= Al Salam 313 =

Shia Iraqi Gang

Al Salam 313 is a political organization and criminal gang of conservative Shia Iraqis in Western Europe. The gang was founded by the style of a motorcycle club by Mohammed Bunia in Germany. The Salam 313 has members in Central and North Europe and is based on the ideology of the Iraqi Shia militia Sarāyā al-Salām (former Mahdi Army). The group threatens Iraqis in Europe who live a secular or Western lifestyle and speak against the religious Shia-led Iraqi government.

== Background and connections ==
The Salam 313 is a highly organized criminal society and organized crime group which was founded by the religious Shia, ethnically Kurdish, tribal Feyli, and Iraqi-born gangster by the name of Muhammad Bunia, who is the current the boss of the organization. "Al Salam" literally means "The Peace"; the number "313" is the number men who accompanied the Islamic Prophet Muhammad during the Battle of Badr and is said by Shias to be the number of people that will accompany the 12th Shia Imam, Muhammad al-Mahdi, when he returns to the world during the end of times.

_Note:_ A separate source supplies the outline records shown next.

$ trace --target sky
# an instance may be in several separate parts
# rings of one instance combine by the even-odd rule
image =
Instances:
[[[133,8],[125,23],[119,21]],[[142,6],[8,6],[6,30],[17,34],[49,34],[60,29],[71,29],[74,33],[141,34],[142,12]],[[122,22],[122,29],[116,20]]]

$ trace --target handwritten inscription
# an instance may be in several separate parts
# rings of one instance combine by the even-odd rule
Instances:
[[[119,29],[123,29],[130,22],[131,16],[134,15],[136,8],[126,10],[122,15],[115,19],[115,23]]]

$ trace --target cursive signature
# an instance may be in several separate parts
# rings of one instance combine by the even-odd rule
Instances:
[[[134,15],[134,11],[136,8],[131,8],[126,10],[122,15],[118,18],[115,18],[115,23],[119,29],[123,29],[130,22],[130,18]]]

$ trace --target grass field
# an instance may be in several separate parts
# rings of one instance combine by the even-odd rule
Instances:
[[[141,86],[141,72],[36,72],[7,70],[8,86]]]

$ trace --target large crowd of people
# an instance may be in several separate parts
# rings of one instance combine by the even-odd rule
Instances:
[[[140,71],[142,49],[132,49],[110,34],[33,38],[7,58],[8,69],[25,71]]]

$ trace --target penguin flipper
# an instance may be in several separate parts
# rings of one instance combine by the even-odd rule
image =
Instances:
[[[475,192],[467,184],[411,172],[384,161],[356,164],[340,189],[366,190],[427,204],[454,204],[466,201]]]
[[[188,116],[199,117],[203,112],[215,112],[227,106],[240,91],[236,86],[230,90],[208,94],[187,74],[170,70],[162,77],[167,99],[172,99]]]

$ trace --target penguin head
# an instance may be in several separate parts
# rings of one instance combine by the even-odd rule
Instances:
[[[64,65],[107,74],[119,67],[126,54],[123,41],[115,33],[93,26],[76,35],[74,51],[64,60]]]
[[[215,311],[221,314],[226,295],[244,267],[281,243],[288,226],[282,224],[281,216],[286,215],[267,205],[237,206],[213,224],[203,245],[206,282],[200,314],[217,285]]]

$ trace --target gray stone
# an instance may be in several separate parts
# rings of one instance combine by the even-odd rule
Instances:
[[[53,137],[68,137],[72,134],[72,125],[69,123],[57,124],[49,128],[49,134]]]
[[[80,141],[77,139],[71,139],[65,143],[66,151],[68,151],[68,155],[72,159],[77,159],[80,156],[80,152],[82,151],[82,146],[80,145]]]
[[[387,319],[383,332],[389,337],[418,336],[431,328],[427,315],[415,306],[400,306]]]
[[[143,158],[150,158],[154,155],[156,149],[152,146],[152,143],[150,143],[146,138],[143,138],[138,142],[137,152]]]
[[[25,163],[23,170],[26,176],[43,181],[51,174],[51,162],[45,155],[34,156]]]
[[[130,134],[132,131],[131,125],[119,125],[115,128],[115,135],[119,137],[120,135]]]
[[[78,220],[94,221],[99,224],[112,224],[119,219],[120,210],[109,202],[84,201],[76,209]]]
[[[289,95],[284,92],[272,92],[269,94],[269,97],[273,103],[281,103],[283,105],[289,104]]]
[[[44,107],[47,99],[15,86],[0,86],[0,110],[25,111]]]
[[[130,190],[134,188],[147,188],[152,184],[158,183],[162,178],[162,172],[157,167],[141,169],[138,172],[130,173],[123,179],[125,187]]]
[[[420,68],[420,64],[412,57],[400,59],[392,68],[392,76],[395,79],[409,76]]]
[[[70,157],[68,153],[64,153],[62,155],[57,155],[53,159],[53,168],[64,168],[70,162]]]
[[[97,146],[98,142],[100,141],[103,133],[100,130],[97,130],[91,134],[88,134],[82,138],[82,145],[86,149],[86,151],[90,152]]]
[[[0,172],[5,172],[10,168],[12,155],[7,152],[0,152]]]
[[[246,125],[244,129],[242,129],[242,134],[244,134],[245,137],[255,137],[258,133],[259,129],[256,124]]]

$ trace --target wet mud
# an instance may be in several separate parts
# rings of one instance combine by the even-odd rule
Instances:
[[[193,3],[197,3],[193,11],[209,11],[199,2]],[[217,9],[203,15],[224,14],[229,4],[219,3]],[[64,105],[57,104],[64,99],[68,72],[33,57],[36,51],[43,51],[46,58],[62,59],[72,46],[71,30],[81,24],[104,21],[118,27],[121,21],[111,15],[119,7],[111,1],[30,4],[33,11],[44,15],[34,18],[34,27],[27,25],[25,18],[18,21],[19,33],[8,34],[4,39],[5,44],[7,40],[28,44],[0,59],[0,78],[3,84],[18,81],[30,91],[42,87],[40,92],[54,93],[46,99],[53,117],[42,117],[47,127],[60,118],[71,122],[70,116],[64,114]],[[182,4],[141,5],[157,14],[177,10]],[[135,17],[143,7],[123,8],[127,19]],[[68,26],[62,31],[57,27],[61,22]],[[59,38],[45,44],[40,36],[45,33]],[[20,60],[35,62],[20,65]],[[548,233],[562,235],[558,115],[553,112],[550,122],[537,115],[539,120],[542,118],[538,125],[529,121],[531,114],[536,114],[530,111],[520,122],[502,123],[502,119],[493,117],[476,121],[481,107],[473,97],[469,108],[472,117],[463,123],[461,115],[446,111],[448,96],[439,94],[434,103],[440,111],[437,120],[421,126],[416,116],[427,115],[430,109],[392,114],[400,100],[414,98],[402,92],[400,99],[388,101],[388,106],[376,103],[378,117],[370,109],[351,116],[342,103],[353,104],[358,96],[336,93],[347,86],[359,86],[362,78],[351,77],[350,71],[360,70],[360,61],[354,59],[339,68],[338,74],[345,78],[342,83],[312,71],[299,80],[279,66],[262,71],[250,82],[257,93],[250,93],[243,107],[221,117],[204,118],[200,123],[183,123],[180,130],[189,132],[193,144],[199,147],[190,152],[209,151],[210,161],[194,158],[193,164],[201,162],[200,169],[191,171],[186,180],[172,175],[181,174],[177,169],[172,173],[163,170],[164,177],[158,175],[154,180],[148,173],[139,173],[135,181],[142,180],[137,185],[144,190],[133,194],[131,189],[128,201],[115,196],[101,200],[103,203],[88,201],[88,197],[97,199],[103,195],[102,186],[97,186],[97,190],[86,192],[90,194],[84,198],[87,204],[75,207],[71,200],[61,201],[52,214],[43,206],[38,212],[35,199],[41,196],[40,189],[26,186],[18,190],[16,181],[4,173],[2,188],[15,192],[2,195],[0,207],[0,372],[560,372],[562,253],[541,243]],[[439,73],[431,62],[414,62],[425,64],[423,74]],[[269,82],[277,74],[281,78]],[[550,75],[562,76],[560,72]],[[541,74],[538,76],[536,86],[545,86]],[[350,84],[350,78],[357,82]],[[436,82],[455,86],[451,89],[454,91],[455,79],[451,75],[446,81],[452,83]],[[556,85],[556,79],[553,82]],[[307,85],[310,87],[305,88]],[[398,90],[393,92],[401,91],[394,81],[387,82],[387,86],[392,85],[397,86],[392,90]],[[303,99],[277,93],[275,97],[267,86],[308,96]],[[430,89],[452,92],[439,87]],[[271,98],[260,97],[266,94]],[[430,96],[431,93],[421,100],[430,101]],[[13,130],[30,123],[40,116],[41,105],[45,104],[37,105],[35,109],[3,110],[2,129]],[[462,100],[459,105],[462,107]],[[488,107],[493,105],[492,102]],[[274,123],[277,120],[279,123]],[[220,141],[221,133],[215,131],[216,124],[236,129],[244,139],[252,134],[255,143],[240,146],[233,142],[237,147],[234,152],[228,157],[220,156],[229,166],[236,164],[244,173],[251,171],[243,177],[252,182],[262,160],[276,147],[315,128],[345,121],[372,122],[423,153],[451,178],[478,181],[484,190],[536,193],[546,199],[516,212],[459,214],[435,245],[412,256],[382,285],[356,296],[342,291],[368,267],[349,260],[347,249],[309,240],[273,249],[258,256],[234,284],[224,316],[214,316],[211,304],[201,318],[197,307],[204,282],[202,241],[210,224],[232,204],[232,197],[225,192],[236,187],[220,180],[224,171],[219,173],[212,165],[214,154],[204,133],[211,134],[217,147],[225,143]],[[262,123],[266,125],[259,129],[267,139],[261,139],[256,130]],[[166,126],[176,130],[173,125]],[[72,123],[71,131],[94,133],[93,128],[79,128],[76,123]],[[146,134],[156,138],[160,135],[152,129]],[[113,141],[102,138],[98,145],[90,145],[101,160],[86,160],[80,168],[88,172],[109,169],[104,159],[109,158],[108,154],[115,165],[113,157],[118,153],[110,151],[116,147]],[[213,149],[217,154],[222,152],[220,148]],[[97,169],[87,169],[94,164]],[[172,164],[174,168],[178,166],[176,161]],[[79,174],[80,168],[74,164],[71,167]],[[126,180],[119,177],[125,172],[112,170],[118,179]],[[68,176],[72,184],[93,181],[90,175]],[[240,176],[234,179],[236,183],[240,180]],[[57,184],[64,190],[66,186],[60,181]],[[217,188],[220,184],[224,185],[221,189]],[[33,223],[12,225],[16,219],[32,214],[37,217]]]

The gang has a white dove as heraldic animal in their emblem. The white dove refers to the militia of the Shiite cleric Muqtada al-Sadr, Seraya al-Salam. They have pledged allegiance to the Popular Mobilization Forces, a branch of the Iraqi Armed Forces without being under control of the Iraqi government.

Gang members are known in Germany, Sweden, Denmark and the Netherlands.

== Police assessment and action ==
In May 2019 German police took action against Al-Salam 313, targeting 34 suspects. 800 police officers including SEKs (Spezialeinsatzkommandos) and officers of state security searched a total of 49 residential properties in Cologne area and the Ruhr area.

The gang is also seen in the context of Middle East family clans, involved in crime in Germany. The North Rhine-Westphalian state office of criminal investigation (LKA) saw no reason to put the merger on a par with "Outlaw Motorcycle Gangs", like "Hells Angels" and "Bandidos". The LKA also does not want to classify the group as "rocker-like".